At a media conference to announce the summons, Superintendent Corey Heldon said the accused had fully cooperated with police and the investigative team had had assistance from witnesses and public CCTV.
While acknowledging the length of time the investigation had taken, Supt Heldon said much of the evidence was technical in nature and required expertise to understand the physics of the collision.
She said police had maintained contact with the family and, while lengthy investigations could prove frustrating, the understanding that it had been done correctly was a comfort to families.
Ms Salthouse, who was named the 2020 ACT Senior Australian of the Year, was known as a fierce and passionate advocate for people with a disability and, in particular, women with a disability.

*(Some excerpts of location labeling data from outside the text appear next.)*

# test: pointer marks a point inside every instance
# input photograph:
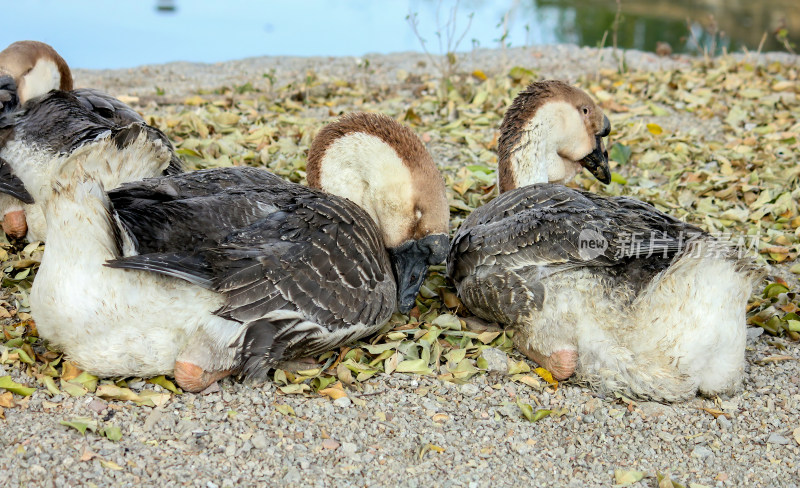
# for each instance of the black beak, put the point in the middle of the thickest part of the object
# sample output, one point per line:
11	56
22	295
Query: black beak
8	94
410	262
11	185
597	161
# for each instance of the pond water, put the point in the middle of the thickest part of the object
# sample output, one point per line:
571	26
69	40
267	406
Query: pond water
126	33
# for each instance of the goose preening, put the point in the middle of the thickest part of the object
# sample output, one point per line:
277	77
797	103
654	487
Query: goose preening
35	82
639	302
235	270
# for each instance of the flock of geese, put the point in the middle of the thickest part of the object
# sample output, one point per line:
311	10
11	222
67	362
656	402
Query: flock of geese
150	270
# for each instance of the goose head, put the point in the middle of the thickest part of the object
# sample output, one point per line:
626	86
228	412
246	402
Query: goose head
36	68
551	131
383	167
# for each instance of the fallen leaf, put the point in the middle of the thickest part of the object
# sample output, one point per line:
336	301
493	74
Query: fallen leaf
547	376
81	424
334	391
7	400
7	383
285	409
163	382
70	371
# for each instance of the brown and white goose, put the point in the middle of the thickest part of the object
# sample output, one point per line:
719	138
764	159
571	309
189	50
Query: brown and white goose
36	82
235	270
638	301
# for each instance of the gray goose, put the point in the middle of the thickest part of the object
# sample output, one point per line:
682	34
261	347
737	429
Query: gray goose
30	71
639	302
234	270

A tribute page on the ACT Government website said Ms Salthouse’s life was one of service and contribution to her community.
“She worked for greater recognition of the enormous contribution that women with a disability make to the workplace and in leadership roles,” the page stated.

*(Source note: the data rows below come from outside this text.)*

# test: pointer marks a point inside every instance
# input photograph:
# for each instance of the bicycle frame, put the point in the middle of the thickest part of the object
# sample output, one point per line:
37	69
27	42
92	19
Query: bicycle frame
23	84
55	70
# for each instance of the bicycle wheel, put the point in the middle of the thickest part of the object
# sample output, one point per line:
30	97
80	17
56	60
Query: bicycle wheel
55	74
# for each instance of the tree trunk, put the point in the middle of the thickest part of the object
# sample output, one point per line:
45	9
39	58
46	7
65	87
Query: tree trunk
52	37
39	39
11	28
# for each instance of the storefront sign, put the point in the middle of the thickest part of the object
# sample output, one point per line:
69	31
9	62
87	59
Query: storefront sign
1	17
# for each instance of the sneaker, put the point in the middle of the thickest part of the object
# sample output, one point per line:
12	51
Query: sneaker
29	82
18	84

“Sue was a proud member of the disability sector and a huge part of the rich fabric and diversity of Australian society. She devoted the past 25 years of her life to redress the balance and break down barriers for participation for people with disability and showed an unwavering commitment to promoting an inclusive Canberra community.
“She was authentic, honest and faithful, to the cause and to her friends and family, and she was a champion, for ideas and for people, and someone who stepped in front to take on leadership and speak truth to power.
“Sue leaves behind a huge void in our community but her legacy will continue through the people she has touched.”
A state memorial service to celebrate her life was held in August.
Anyone with additional information about the accident is still being encouraged to contact ACT Policing through Crime Stoppers.